We walked quietly back toward the fort, picking our way over brambles and around trees. Somehow, the silence we shared felt more intimate than all the words we could have said. I trailed my fingers through the blue mist, its cool sting reminding me of the memories he’d shared with me. It was strange to recall someone else’s memories as if they were my own, but the longer I pondered them, the less tangible they became.

The tall trees, the vine-covered walls, the eerie narrow paths to my left and right, all of this—all the monsters and the madness—was the result of a broken heart.

My magic’s silver mist alternated huddling in droplets on my arms and leaping into the air to turn little circles around me. If it weren’t for Ash, I’d never have realized the truth about my magic. I’d never have survived here long enough to know I was a mind mage, and a powerful one at that. I had lived within a prison of sorts for years, thinking I had no place in this world but one of rejection and failed magic. He’d been the one to tear that prison down.

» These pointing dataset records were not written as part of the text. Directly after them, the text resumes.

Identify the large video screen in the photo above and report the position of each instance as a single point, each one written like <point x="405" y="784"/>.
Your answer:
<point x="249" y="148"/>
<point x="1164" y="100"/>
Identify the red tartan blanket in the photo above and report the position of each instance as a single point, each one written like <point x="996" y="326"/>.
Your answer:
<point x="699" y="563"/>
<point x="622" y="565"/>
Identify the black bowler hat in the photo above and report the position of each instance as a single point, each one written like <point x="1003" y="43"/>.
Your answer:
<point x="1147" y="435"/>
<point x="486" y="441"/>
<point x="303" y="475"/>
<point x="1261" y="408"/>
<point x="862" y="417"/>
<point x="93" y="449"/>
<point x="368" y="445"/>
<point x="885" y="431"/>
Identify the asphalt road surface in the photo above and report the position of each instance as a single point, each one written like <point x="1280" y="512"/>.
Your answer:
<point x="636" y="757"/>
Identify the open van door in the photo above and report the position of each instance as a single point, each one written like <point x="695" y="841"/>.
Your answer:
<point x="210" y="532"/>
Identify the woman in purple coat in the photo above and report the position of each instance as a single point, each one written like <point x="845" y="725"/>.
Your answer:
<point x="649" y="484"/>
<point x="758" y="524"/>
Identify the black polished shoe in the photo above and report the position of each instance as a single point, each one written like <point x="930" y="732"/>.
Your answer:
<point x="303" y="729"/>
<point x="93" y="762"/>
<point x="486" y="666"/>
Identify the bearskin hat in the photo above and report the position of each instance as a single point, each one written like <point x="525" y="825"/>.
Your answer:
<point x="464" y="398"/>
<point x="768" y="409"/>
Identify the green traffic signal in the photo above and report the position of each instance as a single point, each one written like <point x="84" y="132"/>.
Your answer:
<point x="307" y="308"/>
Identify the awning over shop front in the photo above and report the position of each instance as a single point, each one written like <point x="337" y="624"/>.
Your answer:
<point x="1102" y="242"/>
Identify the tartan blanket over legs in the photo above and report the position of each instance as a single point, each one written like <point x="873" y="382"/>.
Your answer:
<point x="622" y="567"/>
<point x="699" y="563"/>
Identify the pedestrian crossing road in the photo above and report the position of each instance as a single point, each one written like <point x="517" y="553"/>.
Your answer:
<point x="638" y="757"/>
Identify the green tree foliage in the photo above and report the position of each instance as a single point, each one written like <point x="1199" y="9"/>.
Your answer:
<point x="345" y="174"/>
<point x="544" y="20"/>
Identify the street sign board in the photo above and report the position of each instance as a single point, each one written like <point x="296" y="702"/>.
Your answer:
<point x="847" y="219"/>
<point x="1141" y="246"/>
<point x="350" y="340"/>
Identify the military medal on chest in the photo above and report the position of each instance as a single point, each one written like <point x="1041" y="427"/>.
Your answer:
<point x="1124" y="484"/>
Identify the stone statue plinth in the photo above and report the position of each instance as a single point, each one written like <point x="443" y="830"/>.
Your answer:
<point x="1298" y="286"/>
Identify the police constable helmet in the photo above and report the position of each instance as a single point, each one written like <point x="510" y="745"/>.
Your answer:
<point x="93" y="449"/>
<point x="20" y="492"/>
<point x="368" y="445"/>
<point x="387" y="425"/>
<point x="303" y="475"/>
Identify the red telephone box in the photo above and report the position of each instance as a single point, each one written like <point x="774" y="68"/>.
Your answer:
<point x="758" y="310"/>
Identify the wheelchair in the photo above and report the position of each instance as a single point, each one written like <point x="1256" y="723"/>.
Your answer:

Anger bubbled up inside me at the way the king’s sister had treated Ash. She’d had a man’s entire heart—something I’d only dreamed of—and she’d thrown it away as if it meant nothing to be loved.

But that didn’t excuse what he’d done. It didn’t erase the atrocities he’d committed in his attempts to gain power. Nan’s words echoed among Ash’s memories. Try to forgive him.

The Labyrinth seemed particularly agitated today, as walls kept popping up, funneling us through a part of the forest with a larger concentration of evergreens. Despite the ever-changing path, Ash directed us with ease. All around us, his blue magic sparked in the air.

As one wall leaped up to block our path, I whispered to Ash, “Let me try something.”

I approached the stone wall and ran my hand over it, picturing a door like the one I’d seen in that wall by the creek days ago.

Behind the netted ivy, a door materialized.

Ash coughed and stepped up beside my shoulder. “How did you do that? These walls are impassable.”